Hannah Bethke and her ilk don’t want people to spell better. She knows that laughing at people’s weaknesses won’t magically improve their spelling. All it does is make them clam up. She doesn’t want students whose spelling so infuriates her to improve – she wants them, preferably, off the course – but if they have the temerity to remain on her course, they should at least have the decency to be ashamed of themselves for not being as clever as she is.

My mum was a terrible speller. I remember her not being able to spell Yours Sincerely – she always wrote “Sincerley”. I remember sitting down with her and telling her that it was sincere like sincere and then –ly, so it had to be sincerely. I remember her calling out to me to tell her how to spell it just one week later.  Hannah Bethke is much better at spelling than my mother. And she’ll be pleased to learn that my mum’s bad spelling damaged her confidence – her confidence, more than her ability – to get on in life, be successful.

Thing is, maybe Hannah’s right. Maybe people who can’t spell properly shouldn’t go to uni. They should probably all be herded out of the universities and marched into Nagelstudio training colleges or something similar.

What infuriates me is her impatience, her lack of sympathy or imagination! This idea that it isn’t hard! That everyone who isn’t lucky enough to be born as clever as Bethke is lazy, weak and stupid. Wicked, even.

Words are hard. Spelling them correctly is, let’s be honest, fucking difficult. Why, for example, do you, in German say “Du hast recht?” If I have something, it’s a noun, and a noun needs a capital. Why aren’t the words sir and madam spelt with a capital? Why isn’t it it’s and not its? It’s Hannah’s article: the article is Hannah’s, so, logically, it should be her’s. Jane Austen thought so too, by the way. 
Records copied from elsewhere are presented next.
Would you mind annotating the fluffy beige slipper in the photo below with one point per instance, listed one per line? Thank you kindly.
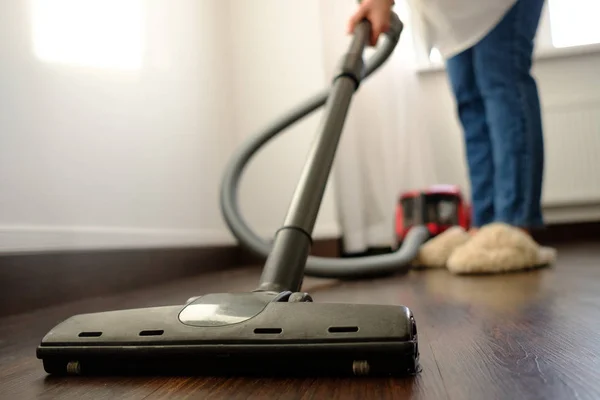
(435, 252)
(497, 248)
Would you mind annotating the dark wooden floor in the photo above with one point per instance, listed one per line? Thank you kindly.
(532, 335)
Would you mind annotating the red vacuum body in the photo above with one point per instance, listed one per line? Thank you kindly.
(439, 207)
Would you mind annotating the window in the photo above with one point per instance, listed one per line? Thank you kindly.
(94, 33)
(564, 24)
(574, 22)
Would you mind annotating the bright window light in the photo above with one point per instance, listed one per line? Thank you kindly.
(94, 33)
(435, 56)
(574, 22)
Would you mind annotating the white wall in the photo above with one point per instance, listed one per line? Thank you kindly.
(278, 63)
(570, 95)
(105, 158)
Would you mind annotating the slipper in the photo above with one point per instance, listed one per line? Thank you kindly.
(435, 252)
(499, 247)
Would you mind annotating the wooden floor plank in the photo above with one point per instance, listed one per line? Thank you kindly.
(530, 335)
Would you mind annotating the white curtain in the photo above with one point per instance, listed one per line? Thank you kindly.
(383, 151)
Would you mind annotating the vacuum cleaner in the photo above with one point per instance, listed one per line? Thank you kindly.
(439, 207)
(276, 329)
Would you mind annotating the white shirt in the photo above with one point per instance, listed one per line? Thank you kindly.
(453, 26)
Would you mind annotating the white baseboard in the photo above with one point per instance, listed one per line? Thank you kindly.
(572, 214)
(35, 238)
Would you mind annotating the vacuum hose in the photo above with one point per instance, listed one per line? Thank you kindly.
(398, 261)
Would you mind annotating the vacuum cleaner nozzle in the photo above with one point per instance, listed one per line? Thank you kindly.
(256, 333)
(276, 329)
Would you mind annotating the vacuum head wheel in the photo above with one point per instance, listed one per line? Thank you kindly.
(255, 333)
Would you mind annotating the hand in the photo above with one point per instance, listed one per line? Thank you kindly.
(377, 12)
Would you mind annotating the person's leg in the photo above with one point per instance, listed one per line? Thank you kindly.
(472, 116)
(502, 63)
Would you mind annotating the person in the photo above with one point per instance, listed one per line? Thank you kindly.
(488, 48)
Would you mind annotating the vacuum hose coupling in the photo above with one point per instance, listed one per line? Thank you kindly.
(353, 66)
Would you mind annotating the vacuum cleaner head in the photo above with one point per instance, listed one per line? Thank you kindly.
(276, 329)
(256, 333)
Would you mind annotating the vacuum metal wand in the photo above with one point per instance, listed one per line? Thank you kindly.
(285, 264)
(302, 213)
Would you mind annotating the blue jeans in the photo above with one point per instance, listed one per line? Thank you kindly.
(499, 110)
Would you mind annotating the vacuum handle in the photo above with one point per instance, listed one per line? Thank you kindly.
(284, 268)
(362, 35)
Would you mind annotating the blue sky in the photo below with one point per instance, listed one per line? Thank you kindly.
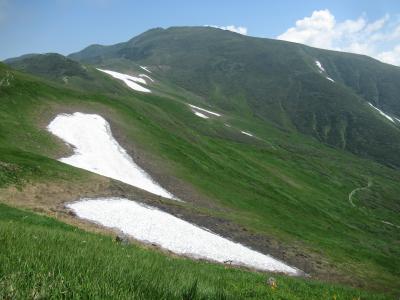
(66, 26)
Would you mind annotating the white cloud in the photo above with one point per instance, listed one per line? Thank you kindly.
(3, 8)
(379, 39)
(391, 56)
(237, 29)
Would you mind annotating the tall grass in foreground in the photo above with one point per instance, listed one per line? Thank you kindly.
(42, 258)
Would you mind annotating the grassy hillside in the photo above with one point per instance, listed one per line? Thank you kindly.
(61, 261)
(275, 81)
(283, 187)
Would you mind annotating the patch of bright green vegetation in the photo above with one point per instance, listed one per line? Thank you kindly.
(43, 258)
(295, 190)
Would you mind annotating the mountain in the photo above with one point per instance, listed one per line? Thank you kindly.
(275, 81)
(260, 145)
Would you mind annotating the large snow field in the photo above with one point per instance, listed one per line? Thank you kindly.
(382, 113)
(96, 150)
(129, 80)
(152, 225)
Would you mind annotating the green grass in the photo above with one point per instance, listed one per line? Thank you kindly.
(41, 258)
(296, 193)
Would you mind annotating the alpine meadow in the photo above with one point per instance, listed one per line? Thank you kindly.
(199, 163)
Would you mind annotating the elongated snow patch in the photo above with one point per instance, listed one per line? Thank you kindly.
(199, 114)
(146, 76)
(205, 110)
(246, 133)
(320, 67)
(145, 68)
(128, 80)
(151, 225)
(382, 113)
(96, 150)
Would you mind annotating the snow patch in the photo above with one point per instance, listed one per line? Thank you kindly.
(320, 67)
(145, 68)
(146, 76)
(382, 113)
(199, 114)
(151, 225)
(247, 133)
(330, 79)
(128, 80)
(96, 150)
(204, 110)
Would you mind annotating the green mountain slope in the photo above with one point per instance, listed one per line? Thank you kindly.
(276, 81)
(61, 261)
(281, 192)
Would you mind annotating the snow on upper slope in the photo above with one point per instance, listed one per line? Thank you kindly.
(199, 114)
(319, 65)
(145, 68)
(96, 150)
(128, 80)
(382, 113)
(204, 110)
(151, 225)
(146, 76)
(246, 133)
(327, 77)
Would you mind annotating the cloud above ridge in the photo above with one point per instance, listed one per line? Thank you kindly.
(379, 38)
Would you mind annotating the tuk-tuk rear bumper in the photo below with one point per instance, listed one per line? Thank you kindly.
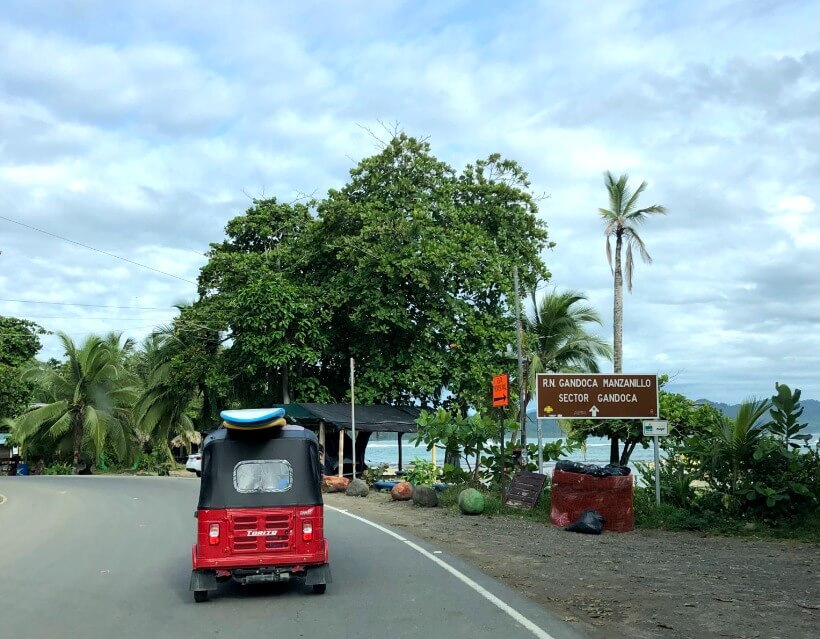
(273, 560)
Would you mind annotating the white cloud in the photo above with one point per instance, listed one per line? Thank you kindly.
(139, 129)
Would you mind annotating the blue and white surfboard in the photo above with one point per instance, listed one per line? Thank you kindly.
(253, 418)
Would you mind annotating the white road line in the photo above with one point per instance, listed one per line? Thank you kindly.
(512, 612)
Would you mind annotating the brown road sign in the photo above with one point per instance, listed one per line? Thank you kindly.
(501, 390)
(591, 396)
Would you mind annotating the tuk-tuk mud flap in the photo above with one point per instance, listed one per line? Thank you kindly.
(318, 575)
(202, 580)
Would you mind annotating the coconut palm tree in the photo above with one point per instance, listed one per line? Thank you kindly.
(85, 403)
(558, 340)
(622, 219)
(557, 335)
(161, 410)
(737, 438)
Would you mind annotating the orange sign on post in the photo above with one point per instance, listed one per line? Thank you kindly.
(501, 390)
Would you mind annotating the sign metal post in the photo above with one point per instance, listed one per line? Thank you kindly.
(656, 428)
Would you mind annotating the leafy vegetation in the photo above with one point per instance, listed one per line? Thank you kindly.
(84, 404)
(19, 343)
(743, 467)
(558, 339)
(622, 220)
(421, 473)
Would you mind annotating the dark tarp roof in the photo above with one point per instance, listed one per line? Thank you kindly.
(390, 419)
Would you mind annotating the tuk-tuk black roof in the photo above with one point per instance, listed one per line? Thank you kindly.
(224, 448)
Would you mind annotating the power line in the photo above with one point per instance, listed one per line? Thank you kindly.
(145, 308)
(91, 248)
(86, 318)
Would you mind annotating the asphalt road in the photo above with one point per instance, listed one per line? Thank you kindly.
(109, 557)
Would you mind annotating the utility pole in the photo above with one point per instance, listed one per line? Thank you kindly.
(353, 410)
(522, 408)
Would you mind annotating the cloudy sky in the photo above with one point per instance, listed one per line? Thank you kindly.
(140, 128)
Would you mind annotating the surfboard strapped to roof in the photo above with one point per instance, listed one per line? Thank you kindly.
(253, 418)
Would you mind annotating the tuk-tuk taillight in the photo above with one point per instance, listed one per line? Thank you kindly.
(213, 535)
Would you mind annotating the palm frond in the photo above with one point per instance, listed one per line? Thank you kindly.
(39, 419)
(61, 427)
(639, 217)
(630, 204)
(634, 239)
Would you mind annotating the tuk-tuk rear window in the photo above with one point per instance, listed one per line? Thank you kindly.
(263, 476)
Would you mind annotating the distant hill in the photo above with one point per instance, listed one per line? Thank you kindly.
(811, 415)
(811, 412)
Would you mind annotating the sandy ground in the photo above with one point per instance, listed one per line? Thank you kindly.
(642, 584)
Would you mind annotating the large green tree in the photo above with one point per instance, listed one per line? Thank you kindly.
(622, 220)
(19, 343)
(257, 284)
(84, 404)
(407, 268)
(416, 261)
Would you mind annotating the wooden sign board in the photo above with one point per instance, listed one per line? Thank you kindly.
(501, 390)
(656, 428)
(597, 396)
(525, 490)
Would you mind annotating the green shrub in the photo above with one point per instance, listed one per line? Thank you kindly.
(156, 461)
(372, 474)
(421, 473)
(59, 468)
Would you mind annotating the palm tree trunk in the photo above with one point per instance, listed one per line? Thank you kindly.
(618, 316)
(77, 443)
(285, 384)
(618, 330)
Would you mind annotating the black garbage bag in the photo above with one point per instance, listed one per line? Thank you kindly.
(617, 471)
(610, 470)
(591, 522)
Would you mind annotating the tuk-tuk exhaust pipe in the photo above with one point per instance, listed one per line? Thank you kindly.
(260, 578)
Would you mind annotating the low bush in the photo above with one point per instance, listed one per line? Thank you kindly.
(58, 468)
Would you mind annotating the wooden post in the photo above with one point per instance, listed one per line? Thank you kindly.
(322, 443)
(341, 452)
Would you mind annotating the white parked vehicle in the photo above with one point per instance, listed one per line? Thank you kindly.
(194, 464)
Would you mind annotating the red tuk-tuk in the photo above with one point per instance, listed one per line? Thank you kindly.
(260, 517)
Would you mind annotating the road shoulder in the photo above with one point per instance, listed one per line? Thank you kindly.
(639, 584)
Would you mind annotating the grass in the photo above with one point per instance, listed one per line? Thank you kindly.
(648, 515)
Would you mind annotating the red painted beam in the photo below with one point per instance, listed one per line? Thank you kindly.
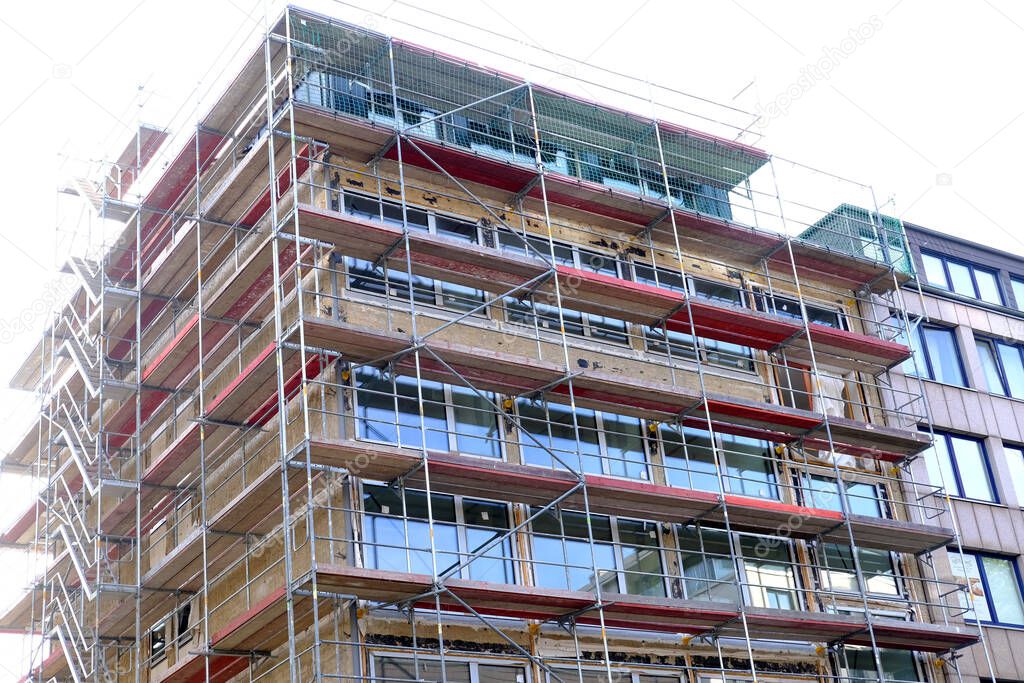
(262, 203)
(164, 196)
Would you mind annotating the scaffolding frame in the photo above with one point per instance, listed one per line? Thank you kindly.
(269, 225)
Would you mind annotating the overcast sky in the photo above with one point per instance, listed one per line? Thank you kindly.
(912, 96)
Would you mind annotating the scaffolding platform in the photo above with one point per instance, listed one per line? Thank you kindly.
(484, 477)
(492, 270)
(497, 371)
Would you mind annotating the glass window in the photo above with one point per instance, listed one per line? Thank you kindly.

When I first came to Berlin, I fell in love with a Palestinian boy. He’d come over at 15, been put in U-Haft for a while. He taught himself to read German with the BZ. He actually didn’t know the difference between lower and upper case, unlike the made-up students in Bethke’s hatchet job piece. He used to write me little notes when he’d been unfaithful or spent all my money on drugs – “Libe Jaci, I love you To MaTCh.” Like that. They’d break my heart, I used to look at them and know I wasn’t really gonna end up marrying him. I always felt a mix of shame and delight.

In those little notes he wrote me, there was more MEANING than in that article Bethke puked up. She might be good at spelling, but she can’t write at all – because she has nothing to say. And I think this is where her “fear” comes from. She isn’t insecure about her spelling, but her actual intelligence. This is what a lot of grammar Nazis are scared about. They know they’re not original or intelligent thinkers. They know in a true democracy, our universities and newspapers wouldn’t be filled with their meaningless texts or unoriginal thoughts. People who spell “Vorraussetzing” with two “r”s belong in a Nagelstudio but in a truly fair society, Bethke would be a Toilettenfrau. And she knows this! She knows she’s a smug, small-minded person who needs to keep people like my mother ashamed or they might notice how little she actually has to say.

We can use spell-check to change all “aubegines” into “aubergine”. There’s no spell-check in the world that can change Bethke from a meaningless coward into someone who actually has something to say. I despise her and everyone like her – everyone who thinks commas are more important than human beings. It’s bad enough people thinking profits and cars and oil and sofas are more important than human beings. But commas? Fuck, you, Hannah, Bethke.